Conduite du changement : comment accompagner les équipes en période de transition ?

15 mars 2023

5min

Conduite du changement : comment accompagner les équipes en période de transition ?
auteur.e
Paulina Jonquères d'Oriola

Journalist & Content Manager

Qu’ils soient de petite ou grande envergure, les changements au sein d’une entreprise sont toujours déstabilisants pour les équipes. Alors, comment les accompagner au mieux dans les périodes de transition ? Managers, voici nos conseils pratiques.

Démission d’un membre de l’équipe, promotion interne, changement de bureau, réorganisation totale de l’entreprise… La vie des organisations n’est pas un long fleuve tranquille. Cela est particulièrement vrai dans certains univers comme les startups où le changement fait partie intégrante de la culture d’entreprise. Pour autant, ces virages sont tout sauf anodins. « Le problème, c’est que les entreprises ont tendance à négliger les petits comme les grands changements », souligne Camille Cherkaoui, Directrice du Bachelor et des Masters of Science à l’EDC Paris Business School. En effet, en tant qu’être humain, nous avons une préférence marquée pour la stabilité : c’est la fameuse résistance au changement.

La transparence et l’écoute : les piliers de la conduite du changement

Du changement, Sébastien Roelen, créateur de Jumpl, en a fait vivre à ses salariés cette dernière année. Et il en est bien conscient. « J’ai dû transformer totalement le business model de mon entreprise en passant du ecommerce à la marketplace. Les indicateurs de la société étaient tous au rouge et j’avais deux choix : croiser les doigts et espérer que ça passe, ou prendre les devants », explique-t-il. Pendant plusieurs mois, il réfléchit et croise ses données et ses chiffres. Mais du moment où sa décision est prise, Sébastien n’attend plus : il communique rapidement son nouveau plan à ses salariés.

Laisser le temps de l’acceptation

Conscient que cette annonce va faire l’effet d’une bombe, le dirigeant décide d’octroyer un mois de réflexion à ses salariés afin de leur laisser le choix de poursuivre ou non l’aventure à ses côtés. « Certains salariés ont dû changer de métier du jour au lendemain. Cela a concerné quand même la moitié des collaborateurs. Je ne pouvais donc pas imposer cela. Chacun a été consulté individuellement », affirme-t-il. Au final, la grande majorité des collaborateurs est restée, même si des plans sociaux n’ont pas pu être évités, notamment pour les employés qui occupaient des positions techniques dans la structure précédente.

Pratiquer l’écoute active

Pour Sébastien Roelens, la sincérité a donc été clé : le dirigeant a pris le parti de parler à ses salariés comme des adultes, simplement en expliquant de façon très concrète la situation, et de leur laisser le temps d’encaisser l’annonce. « Dans ces périodes, l’écoute est essentielle afin que les salariés se sentent impliqués dans le changement. Même si la Direction ne peut pas nécessairement mettre en œuvre les désirs des collaborateurs, les entreprises doivent leur donner l’impression que leur voix est entendue », souligne Camille Cherkaoui.
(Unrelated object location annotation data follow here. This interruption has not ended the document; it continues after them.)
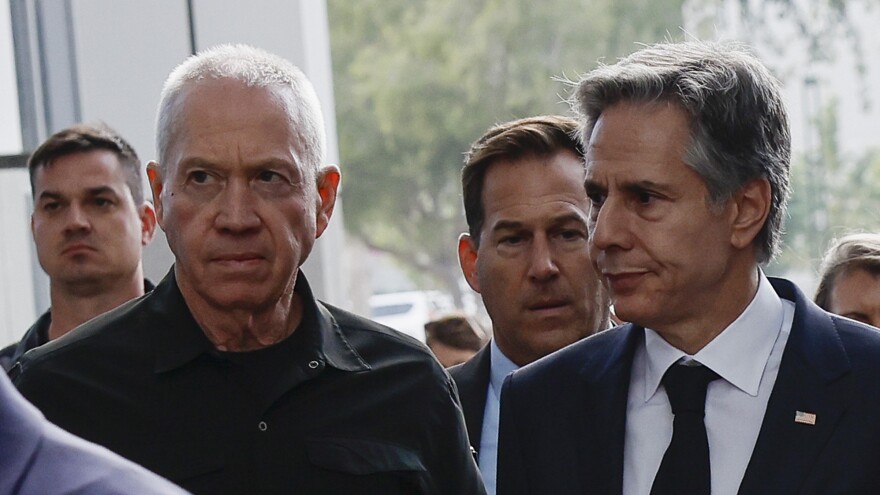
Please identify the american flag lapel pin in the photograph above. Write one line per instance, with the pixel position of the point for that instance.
(804, 418)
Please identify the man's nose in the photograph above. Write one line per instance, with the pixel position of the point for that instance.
(77, 219)
(542, 265)
(608, 226)
(236, 208)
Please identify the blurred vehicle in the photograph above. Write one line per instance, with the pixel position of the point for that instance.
(409, 311)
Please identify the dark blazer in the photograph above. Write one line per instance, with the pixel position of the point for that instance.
(472, 380)
(563, 418)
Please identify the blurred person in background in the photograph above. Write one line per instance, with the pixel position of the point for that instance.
(526, 253)
(39, 458)
(849, 278)
(90, 225)
(454, 339)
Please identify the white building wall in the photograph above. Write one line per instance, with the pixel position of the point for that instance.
(119, 53)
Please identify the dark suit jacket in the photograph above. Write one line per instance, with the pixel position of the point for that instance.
(563, 418)
(472, 380)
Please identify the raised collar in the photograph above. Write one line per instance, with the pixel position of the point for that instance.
(179, 339)
(738, 354)
(500, 367)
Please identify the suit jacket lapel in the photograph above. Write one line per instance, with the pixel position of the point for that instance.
(604, 423)
(814, 378)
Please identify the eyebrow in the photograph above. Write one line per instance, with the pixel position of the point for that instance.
(554, 221)
(92, 191)
(630, 186)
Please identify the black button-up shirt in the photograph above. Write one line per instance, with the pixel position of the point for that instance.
(342, 406)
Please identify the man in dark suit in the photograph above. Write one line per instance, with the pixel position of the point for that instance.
(90, 224)
(526, 254)
(726, 381)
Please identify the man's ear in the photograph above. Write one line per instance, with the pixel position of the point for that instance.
(467, 258)
(329, 178)
(751, 208)
(154, 174)
(148, 222)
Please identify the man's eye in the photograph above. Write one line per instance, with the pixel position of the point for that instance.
(199, 176)
(596, 198)
(572, 234)
(511, 240)
(268, 176)
(645, 197)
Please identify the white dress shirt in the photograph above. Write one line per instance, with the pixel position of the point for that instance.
(746, 355)
(500, 367)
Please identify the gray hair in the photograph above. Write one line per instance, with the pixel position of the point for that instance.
(739, 129)
(851, 252)
(255, 68)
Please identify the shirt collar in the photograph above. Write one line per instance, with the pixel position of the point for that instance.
(500, 367)
(738, 354)
(181, 340)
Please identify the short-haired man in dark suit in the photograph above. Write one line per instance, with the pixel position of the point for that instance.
(726, 381)
(526, 254)
(230, 376)
(90, 225)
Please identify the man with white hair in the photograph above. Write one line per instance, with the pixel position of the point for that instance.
(231, 377)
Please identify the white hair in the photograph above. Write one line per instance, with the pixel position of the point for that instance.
(255, 68)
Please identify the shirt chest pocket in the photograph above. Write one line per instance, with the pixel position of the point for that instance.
(345, 465)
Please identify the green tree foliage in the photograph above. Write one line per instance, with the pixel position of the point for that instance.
(416, 81)
(833, 194)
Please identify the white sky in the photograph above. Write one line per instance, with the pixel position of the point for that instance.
(10, 126)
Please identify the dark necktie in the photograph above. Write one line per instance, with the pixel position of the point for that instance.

Ne jamais faire l’autruche

De plus, cette transparence doit intervenir à tous les niveaux, que le changement soit ou non subi par l’entreprise. « Derrière tout changement, il y a forcément une cause. Alors il ne faut pas l’éluder », poursuit notre interlocutrice. Si, par exemple, un collaborateur démissionne, pas question de faire l’autruche ! Les autres salariés demanderont les raisons de son départ. Mieux vaut être honnête et expliquer que l’on va essayer de remédier à certains points.

« Le manager doit être conscient du niveau d’adaptabilité de chacun de ses collaborateurs. »

Le changement suit « la courbe du deuil »

En annonçant à ses équipes que l’entreprise allait complètement pivoter, Sébastien Roelens était conscient que suivrait une phase de chaos où chacun allait se questionner sur l’organisation de son travail et les priorités à gérer. Dans la théorie, la conduite du changement s’inspire de la courbe du deuil, appelée également modèle de Kübler-Ross. « Il faut bien comprendre que tout changement est un deuil. Le collaborateur doit enterrer ce qu’il connaît », précise Camille Cherkaoui. Souvent, cela a pour effet sur les collaborateurs de créer une peur de l’incompétence. Il est essentiel de les rassurer sur ce point précis.

Dans cette phase de deuil, le collaborateur peut passer par 5 étapes : le déni, la colère, le marchandage, la dépression et l’acceptation. Bien sûr, certaines personnes vont arriver plus vite que d’autres à la phase d’acceptation. Mais pour Sébastien Roelens, il est primordial de respecter le rythme de chacun pour arriver ensuite à la phase de reconstruction : « Le manager doit être conscient du niveau d’adaptabilité de chacun de ses collaborateurs ».

De l’importance de la communication

Engager le top management dans la communication

Pour aider cette phase de transition, la juste communication est centrale. D’après Camille Cherkaoui, il est important que la direction s’exprime, surtout quand il s’agit d’un changement de taille. Le n+2 ne doit pas non plus hésiter à monter au créneau, même pour des changements plus minimes. Dans tous les cas, communiquer est un levier pour que chaque collaborateur se sente considéré. « Il n’y a rien de pire que quand les équipes concernées par un changement sont les dernières au courant », lance-t-elle.

Ne pas semer le doute

Bien communiquer a été le défi de Karine Sossou, Marketing manager France chez Altair, une société de 200 personnes. Elle est arrivée à un moment où l’entreprise vivait deux changements majeurs : une réorganisation par type d’industrie, et une réorganisation au niveau mondial. Concrètement, ces changements ont impliqué pour certains collaborateurs de changer de métier, en migrant par exemple du service technique au service Sales. « Il a été important de communiquer clairement et en transparence, mais à bon escient. »

Trouver le bon timing

Karine Sossou insiste aussi sur le juste timing : pas question de parler de ces changements opérationnels au moment où les équipes doivent clôturer leurs objectifs. Les annonces doivent être faites à un moment propice. Elle nous explique également que la communication s’est faite en plusieurs strates. Le top et le middle management se sont d’abord réunis pour préparer des ateliers et anticiper tous les cas de figure. Les ateliers ont ensuite été organisés avec l’ensemble des collaborateurs, et par petits groupes, sous forme de workshop. « Les salariés ont été tenus informés tous les mois de l’évolution de la réorganisation », affirme-t-elle.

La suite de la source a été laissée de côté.